9th President of BYU–Hawaii
- In office June 23, 2007 – July 27, 2015
- Preceded by: Eric B. Shumway
- Succeeded by: John S. Tanner

Personal details
- Born: 1943 (age 82–83) Salt Lake City, Utah
- Spouse: Margaret Wheelwright
- Alma mater: University of Utah Stanford Business School

= Steven C. Wheelwright =

President of Brigham Young University - Hawaii

Steven Charles Wheelwright was the 9th president of Brigham Young University–Hawaii (BYU-Hawaii) from 2007 to 2015. Prior to that appointment, he was a professor and senior associate dean at Harvard Business School.

==Biography==
Wheelwright has a bachelor's degree in mathematics from the University of Utah and an MBA and Ph.D. from the Stanford Graduate School of Business. In his academic career, he undertook research into complex business problems. Wheelwright and Robert H. Hayes adopted the term "world class manufacturing" to cover the competitive context in which manufacturing businesses could use their operational manufacturing capabilities to strategic advantage.

He served as a mission president for the Church of Jesus Christ of Latter-day Saints (LDS Church) in the England London Mission from 2000 to 2003.

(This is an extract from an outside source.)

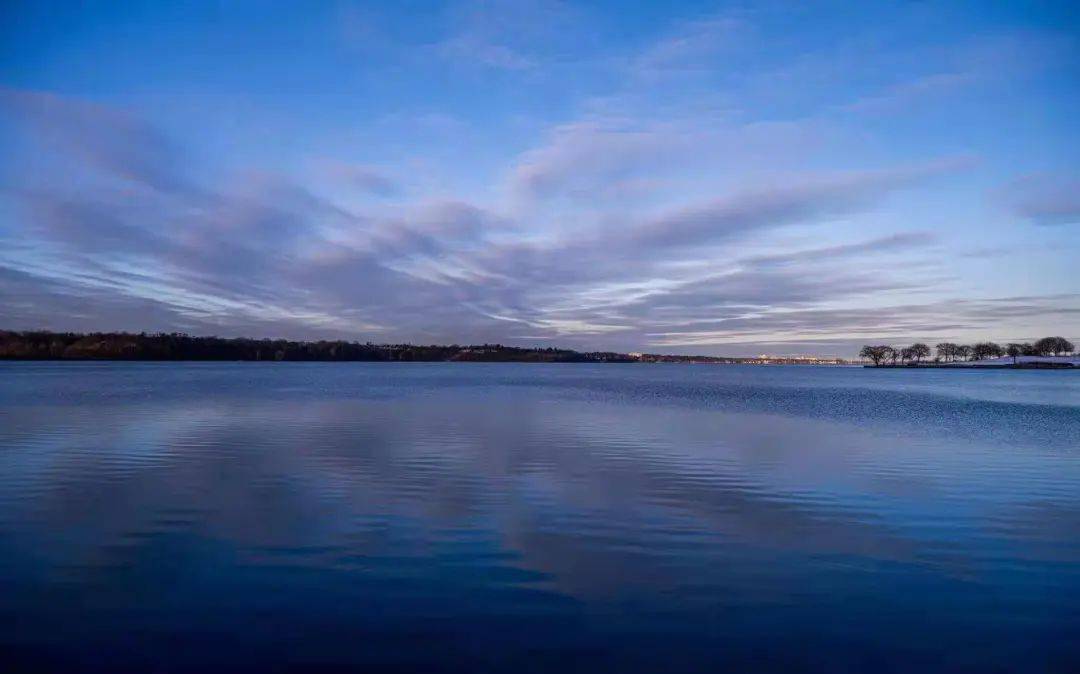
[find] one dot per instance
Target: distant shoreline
(968, 366)
(178, 347)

On May 12, 2015, it was announced that effective July 27, 2015, Wheelwright would be succeeded by John S. Tanner as the president of BYU-Hawaii. In November 2015, he began a three-year term as president of the LDS Church's Boston Massachusetts Temple.

He is married to Margaret Steele Wheelwright. They are the parents of five children, including Marianne W. Lewis, former dean of the Cass Business School in London and current dean of the Carl H. Lindner College of Business at the University of Cincinnati.